For me, the soil collection and paperwork took me less than an hour. The two tests cost less than $50 (including shipping). A good investment in my books! Especially considering all the professional advice that came with the results. Not to mention the healthy food I’d be eating from my garden in no time.
Drop the soil and paperwork into the mail and wait for a response. Or, if you’re lucky enough to have a lab in your community, you can drop it off in person. And, incredibly, many labs will return your test results within a week. This depends on how many tests you ask for and how you receive your results—email being the fastest option.
My results listed the elements tested, the amounts found in my soil, and suggestions on how to improve.
Next it was time to amend, heal, and build my soil for a strong gardening foundation. Some of this was easily done by simply adding lacking elements, while others will take several seasons to correct. Give yourself time to incorporate the test’s recommendations; it can take time to balance these elements before your soil is ready to be planted in. Often, labs provide contact information for follow up questions.
In the meantime, if your soil proves to be safe, you can still grow food.
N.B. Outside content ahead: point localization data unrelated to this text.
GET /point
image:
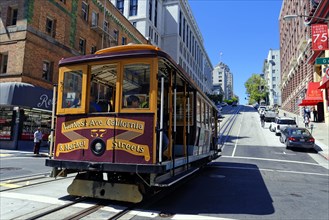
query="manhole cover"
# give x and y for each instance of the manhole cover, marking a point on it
(10, 168)
(165, 215)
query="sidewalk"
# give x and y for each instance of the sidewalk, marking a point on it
(320, 133)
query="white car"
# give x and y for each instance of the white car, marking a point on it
(280, 123)
(261, 108)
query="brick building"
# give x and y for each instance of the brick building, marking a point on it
(298, 69)
(34, 36)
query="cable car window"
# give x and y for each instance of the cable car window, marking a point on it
(102, 89)
(72, 88)
(136, 86)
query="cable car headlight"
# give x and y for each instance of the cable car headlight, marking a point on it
(98, 147)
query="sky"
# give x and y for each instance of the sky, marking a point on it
(243, 31)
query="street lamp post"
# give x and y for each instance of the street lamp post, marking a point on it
(289, 17)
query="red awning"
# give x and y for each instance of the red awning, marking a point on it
(324, 83)
(313, 95)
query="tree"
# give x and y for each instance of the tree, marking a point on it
(216, 98)
(256, 88)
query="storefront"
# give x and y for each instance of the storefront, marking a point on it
(324, 87)
(23, 108)
(314, 99)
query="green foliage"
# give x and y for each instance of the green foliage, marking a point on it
(215, 98)
(256, 88)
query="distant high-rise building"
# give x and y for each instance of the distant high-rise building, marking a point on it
(170, 24)
(272, 76)
(223, 78)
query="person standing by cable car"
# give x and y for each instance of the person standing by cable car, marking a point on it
(37, 141)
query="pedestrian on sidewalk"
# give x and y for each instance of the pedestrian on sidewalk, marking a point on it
(306, 121)
(37, 141)
(315, 115)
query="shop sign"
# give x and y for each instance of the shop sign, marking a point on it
(319, 37)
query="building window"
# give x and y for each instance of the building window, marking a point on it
(184, 21)
(180, 23)
(124, 40)
(3, 62)
(46, 70)
(94, 19)
(12, 16)
(156, 14)
(82, 46)
(150, 9)
(84, 9)
(116, 35)
(50, 27)
(120, 5)
(93, 50)
(133, 7)
(106, 26)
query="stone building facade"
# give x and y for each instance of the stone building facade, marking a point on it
(34, 36)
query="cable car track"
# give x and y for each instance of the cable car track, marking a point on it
(225, 129)
(28, 181)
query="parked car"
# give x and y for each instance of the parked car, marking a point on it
(270, 116)
(297, 137)
(261, 108)
(281, 123)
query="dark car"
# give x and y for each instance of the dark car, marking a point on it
(280, 123)
(270, 116)
(297, 137)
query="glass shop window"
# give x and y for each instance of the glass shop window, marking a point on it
(7, 119)
(32, 119)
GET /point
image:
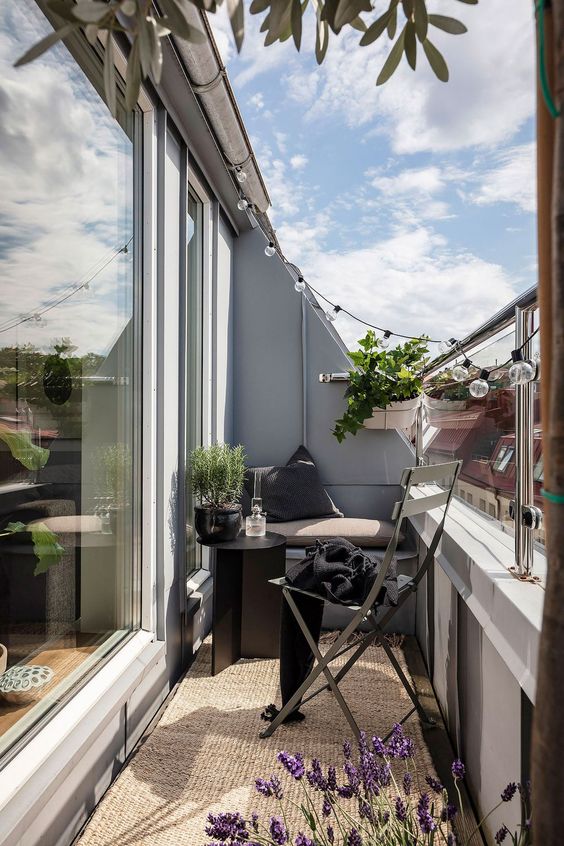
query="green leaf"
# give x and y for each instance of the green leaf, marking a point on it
(393, 60)
(376, 29)
(450, 25)
(132, 77)
(237, 18)
(436, 61)
(24, 450)
(297, 23)
(46, 547)
(176, 21)
(410, 44)
(421, 19)
(45, 44)
(109, 75)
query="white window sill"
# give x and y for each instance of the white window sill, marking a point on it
(476, 555)
(34, 774)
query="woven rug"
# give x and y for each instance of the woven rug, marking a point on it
(205, 752)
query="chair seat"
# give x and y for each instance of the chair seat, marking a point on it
(359, 531)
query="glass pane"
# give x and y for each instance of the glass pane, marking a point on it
(68, 384)
(479, 431)
(194, 364)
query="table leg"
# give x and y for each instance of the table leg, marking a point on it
(260, 622)
(227, 585)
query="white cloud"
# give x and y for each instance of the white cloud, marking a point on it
(511, 180)
(299, 161)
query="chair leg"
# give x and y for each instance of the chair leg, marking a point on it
(402, 677)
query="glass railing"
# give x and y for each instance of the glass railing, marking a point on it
(498, 436)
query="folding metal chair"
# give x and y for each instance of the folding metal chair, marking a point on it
(369, 610)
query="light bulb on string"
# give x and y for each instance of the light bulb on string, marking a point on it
(460, 372)
(522, 370)
(446, 346)
(333, 314)
(480, 386)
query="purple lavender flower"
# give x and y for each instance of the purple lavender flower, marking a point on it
(401, 809)
(458, 769)
(227, 826)
(354, 838)
(509, 792)
(294, 764)
(315, 776)
(434, 784)
(426, 822)
(278, 831)
(449, 812)
(379, 747)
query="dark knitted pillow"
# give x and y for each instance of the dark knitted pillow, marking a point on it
(293, 492)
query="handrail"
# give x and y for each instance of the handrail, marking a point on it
(500, 320)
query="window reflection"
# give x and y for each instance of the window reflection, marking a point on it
(68, 395)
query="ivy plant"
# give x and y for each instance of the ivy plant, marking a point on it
(379, 377)
(407, 23)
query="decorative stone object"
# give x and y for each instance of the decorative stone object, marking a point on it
(20, 685)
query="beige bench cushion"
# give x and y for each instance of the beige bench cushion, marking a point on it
(368, 533)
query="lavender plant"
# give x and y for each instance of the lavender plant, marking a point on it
(376, 797)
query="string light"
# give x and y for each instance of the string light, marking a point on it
(522, 370)
(480, 386)
(460, 372)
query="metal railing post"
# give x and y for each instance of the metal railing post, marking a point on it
(523, 448)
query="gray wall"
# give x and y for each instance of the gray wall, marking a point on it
(270, 365)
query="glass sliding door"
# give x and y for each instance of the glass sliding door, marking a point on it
(194, 355)
(69, 382)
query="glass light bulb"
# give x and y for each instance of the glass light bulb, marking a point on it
(479, 388)
(522, 372)
(460, 373)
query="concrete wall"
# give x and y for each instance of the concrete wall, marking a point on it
(278, 355)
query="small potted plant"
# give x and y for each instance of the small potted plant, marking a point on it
(217, 475)
(384, 386)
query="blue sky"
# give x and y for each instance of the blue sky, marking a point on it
(411, 204)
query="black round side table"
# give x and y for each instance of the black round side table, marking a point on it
(246, 608)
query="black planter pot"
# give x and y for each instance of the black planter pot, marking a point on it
(215, 525)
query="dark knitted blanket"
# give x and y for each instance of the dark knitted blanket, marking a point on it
(343, 573)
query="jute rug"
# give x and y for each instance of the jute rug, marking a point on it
(205, 752)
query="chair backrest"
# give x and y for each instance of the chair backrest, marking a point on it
(408, 506)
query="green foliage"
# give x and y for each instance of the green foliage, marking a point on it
(45, 544)
(217, 474)
(283, 20)
(380, 377)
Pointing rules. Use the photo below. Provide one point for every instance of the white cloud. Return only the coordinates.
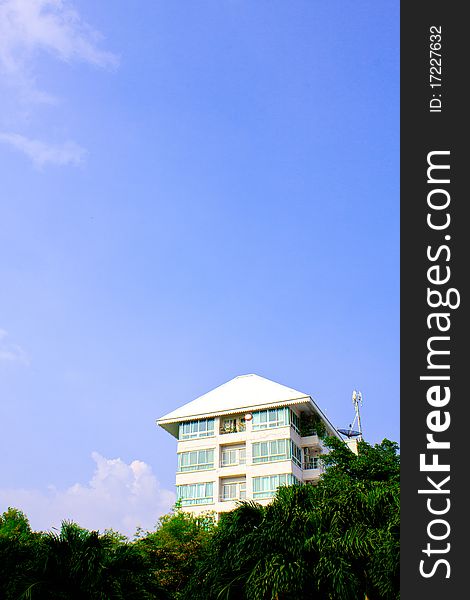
(10, 352)
(120, 496)
(29, 27)
(42, 153)
(30, 30)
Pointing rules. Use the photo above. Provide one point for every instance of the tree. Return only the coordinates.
(336, 540)
(175, 547)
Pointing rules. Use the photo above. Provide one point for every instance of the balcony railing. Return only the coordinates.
(233, 458)
(233, 426)
(312, 463)
(233, 491)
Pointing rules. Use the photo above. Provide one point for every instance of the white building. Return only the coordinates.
(243, 440)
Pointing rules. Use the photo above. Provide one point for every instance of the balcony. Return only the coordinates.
(311, 459)
(233, 490)
(232, 425)
(311, 462)
(233, 456)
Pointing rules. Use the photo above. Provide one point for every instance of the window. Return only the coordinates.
(295, 422)
(195, 429)
(234, 490)
(196, 460)
(233, 456)
(272, 450)
(296, 454)
(195, 493)
(265, 487)
(273, 417)
(232, 425)
(312, 459)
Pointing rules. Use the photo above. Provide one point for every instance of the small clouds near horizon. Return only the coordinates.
(11, 352)
(54, 27)
(41, 153)
(31, 30)
(119, 496)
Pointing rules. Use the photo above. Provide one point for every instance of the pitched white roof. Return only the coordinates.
(237, 395)
(243, 393)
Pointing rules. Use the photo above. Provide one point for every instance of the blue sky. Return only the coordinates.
(189, 191)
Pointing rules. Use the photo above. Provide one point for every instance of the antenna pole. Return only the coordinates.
(357, 400)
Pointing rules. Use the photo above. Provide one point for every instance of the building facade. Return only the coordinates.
(243, 440)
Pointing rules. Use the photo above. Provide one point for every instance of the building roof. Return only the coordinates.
(240, 394)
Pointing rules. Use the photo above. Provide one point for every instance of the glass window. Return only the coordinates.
(233, 457)
(196, 493)
(272, 450)
(273, 417)
(234, 490)
(195, 429)
(265, 487)
(196, 460)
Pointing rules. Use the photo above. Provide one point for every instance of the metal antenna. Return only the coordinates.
(357, 401)
(351, 432)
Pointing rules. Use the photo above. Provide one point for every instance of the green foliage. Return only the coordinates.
(14, 524)
(175, 547)
(74, 563)
(338, 540)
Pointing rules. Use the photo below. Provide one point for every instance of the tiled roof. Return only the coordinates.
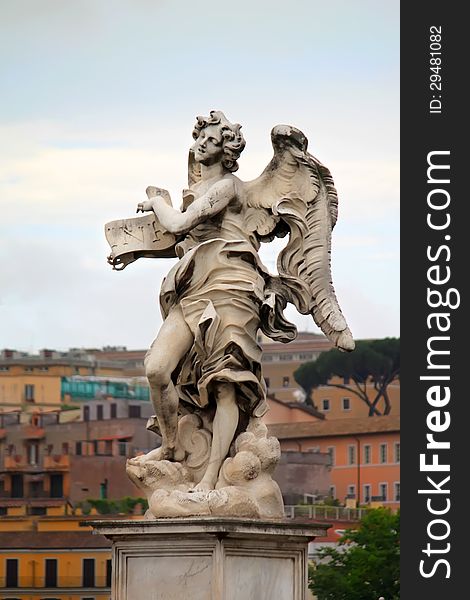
(335, 427)
(298, 406)
(52, 539)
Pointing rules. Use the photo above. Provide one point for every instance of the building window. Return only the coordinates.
(108, 572)
(11, 579)
(33, 453)
(29, 392)
(88, 572)
(397, 452)
(134, 411)
(383, 453)
(383, 493)
(396, 491)
(51, 572)
(38, 510)
(56, 485)
(17, 488)
(331, 452)
(122, 447)
(352, 455)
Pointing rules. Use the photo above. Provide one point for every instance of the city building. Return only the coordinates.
(29, 381)
(365, 455)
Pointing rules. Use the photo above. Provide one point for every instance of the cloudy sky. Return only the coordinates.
(98, 101)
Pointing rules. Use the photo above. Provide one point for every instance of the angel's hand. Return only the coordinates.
(145, 206)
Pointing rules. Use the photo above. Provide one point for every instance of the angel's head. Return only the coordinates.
(217, 140)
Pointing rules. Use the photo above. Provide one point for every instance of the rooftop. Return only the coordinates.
(52, 539)
(335, 427)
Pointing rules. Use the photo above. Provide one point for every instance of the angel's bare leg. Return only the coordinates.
(173, 341)
(224, 427)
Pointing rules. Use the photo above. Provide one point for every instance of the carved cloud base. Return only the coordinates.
(244, 488)
(209, 559)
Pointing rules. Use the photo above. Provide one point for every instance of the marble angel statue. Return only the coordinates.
(206, 360)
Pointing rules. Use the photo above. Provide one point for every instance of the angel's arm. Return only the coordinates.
(208, 205)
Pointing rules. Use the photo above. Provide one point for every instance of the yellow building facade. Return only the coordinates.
(52, 558)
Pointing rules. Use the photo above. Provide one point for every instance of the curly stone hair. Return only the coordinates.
(232, 139)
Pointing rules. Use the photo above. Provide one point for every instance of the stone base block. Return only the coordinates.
(209, 559)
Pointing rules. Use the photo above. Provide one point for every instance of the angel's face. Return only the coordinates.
(208, 148)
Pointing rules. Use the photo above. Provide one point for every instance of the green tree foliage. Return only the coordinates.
(372, 366)
(365, 566)
(104, 506)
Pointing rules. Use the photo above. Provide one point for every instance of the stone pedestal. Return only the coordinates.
(209, 559)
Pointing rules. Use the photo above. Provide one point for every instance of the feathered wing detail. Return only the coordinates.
(300, 193)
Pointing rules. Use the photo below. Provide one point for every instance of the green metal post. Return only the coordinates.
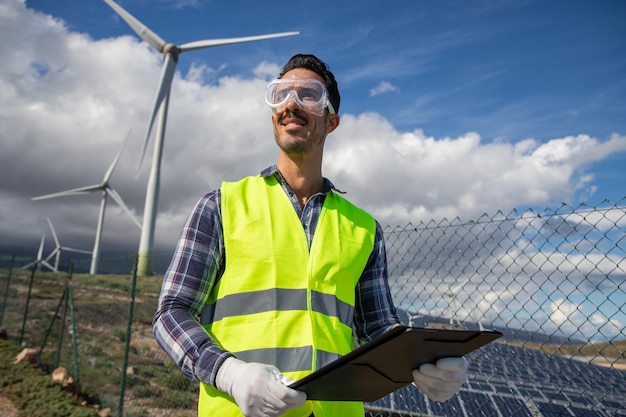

Some plants thrive in soils with higher or lower nutrients or pH levels than others. In fact, some food crops can even help you improve your soils—for example, legumes like beans and peas can help your soil become more nitrogen rich, if that’s the element it’s lacking.
Soil testing is a great way to ensure you’re setting yourself up for success in the garden. Knowledge is power, and healthy soils have the incredible potential to feed your family, beautify your community, and fight climate change.